Coder Social home page Coder Social logo

Comments (31)

shaoanlu avatar shaoanlu commented on August 26, 2024 2

Here are the results I got after training for ~10k iters (4 hrs on K80) with perceptual loss. The masked faces are fairly good. So what I've learned is that, as long as perceptual loss is introduced during training, we probably don't have to prepare training data as much as I though it should.

0218_masked_pl
0218_mask_pl

However, the generated mask can not deal with hard sample, e.g., faces with motion blurs at the bottom left of figures above. As a result, the output video quality on non-stationary face is sub-optimal.

shia_downey

We can see there is one quick moment that it failed to transform the face to Downey. On the contrary, the mouth is preserved so that we know that he is shouting "just do it!".

shia_downey_ccr

But it is somehow eliminated after color correction. (Update: It's not eliminated, rather it's just becoming less discernible)

from faceswap-gan.

shaoanlu avatar shaoanlu commented on August 26, 2024

Jesus man, these masks are awesome. They are like dot arts. Please tell me how did you get it, seriously. What's the training data? How many iters. did you train on? I would really like to reproduce the result.

In terms of fakeswap, I did not look into the detail of the recent GAN update, but I believe its the same with my implementation.

I have not seen such masks before, but I guess it might has something to do with lacking diversity as well as not enough training data. However, the sharpness can be eliminated to a certain level by GaussianBlur during video making, so that's not a big deal in my opinion.

from faceswap-gan.

iperov avatar iperov commented on August 26, 2024

I just built https://github.com/deepfakes/faceswap latest release + 155 pull request.
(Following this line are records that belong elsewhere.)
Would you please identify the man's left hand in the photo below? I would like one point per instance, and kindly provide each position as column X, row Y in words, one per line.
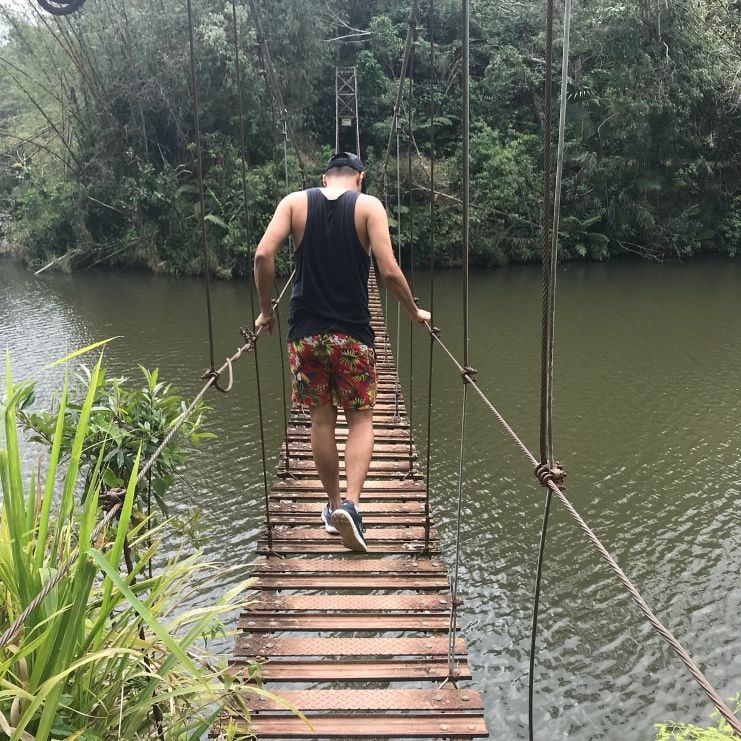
column 265, row 320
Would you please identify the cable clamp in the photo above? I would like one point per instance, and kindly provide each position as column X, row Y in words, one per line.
column 111, row 498
column 546, row 475
column 249, row 337
column 215, row 375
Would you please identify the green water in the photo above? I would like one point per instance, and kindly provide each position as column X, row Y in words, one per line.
column 647, row 417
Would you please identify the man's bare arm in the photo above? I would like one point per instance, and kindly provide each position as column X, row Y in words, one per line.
column 391, row 274
column 264, row 267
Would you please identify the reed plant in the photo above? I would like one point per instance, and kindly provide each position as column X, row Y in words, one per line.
column 111, row 652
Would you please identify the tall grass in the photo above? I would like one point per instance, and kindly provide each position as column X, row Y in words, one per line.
column 111, row 652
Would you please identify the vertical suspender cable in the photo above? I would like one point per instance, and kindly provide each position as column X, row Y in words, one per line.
column 432, row 268
column 201, row 198
column 412, row 256
column 557, row 216
column 397, row 126
column 261, row 421
column 545, row 226
column 466, row 201
column 277, row 312
column 550, row 258
column 357, row 112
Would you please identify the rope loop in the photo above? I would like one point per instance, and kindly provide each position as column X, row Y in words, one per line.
column 547, row 475
column 214, row 375
column 468, row 374
column 111, row 498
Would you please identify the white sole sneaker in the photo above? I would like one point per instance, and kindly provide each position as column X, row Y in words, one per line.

I built windows version with cmd batches for myself, you can download it from here
test footage as on picture included in torrent
deepfakes/faceswap-playground#39

from faceswap-gan.

shaoanlu avatar shaoanlu commented on August 26, 2024

I've downloaded the zip file you mentioned above through torrent. Looking through the zip file, I only found 2 mp4 videos (to be extract as training data?), each < 30 sec.. So I think such awesome masks are caused by too little training data. The model is heavily overfit such that one of preview mask column is purely white (which means the model believe it can reconstruct input image by 100% accuracy).

from faceswap-gan.

iperov avatar iperov commented on August 26, 2024

652 photos not enough for GAN ?
then how many?

from faceswap-gan.

iperov avatar iperov commented on August 26, 2024

actually white column is not purely white:
2018-02-11_17-01-54

from faceswap-gan.

shaoanlu avatar shaoanlu commented on August 26, 2024

LOL, love this gif. It shows that what we see is actually not what we see.

Are these 652 images come from the 2 videos (data_dst.mp4 and data_src.mp4)? If yes, then its definitely not enough since the extracted faces will look the same (they are under same lighting condition).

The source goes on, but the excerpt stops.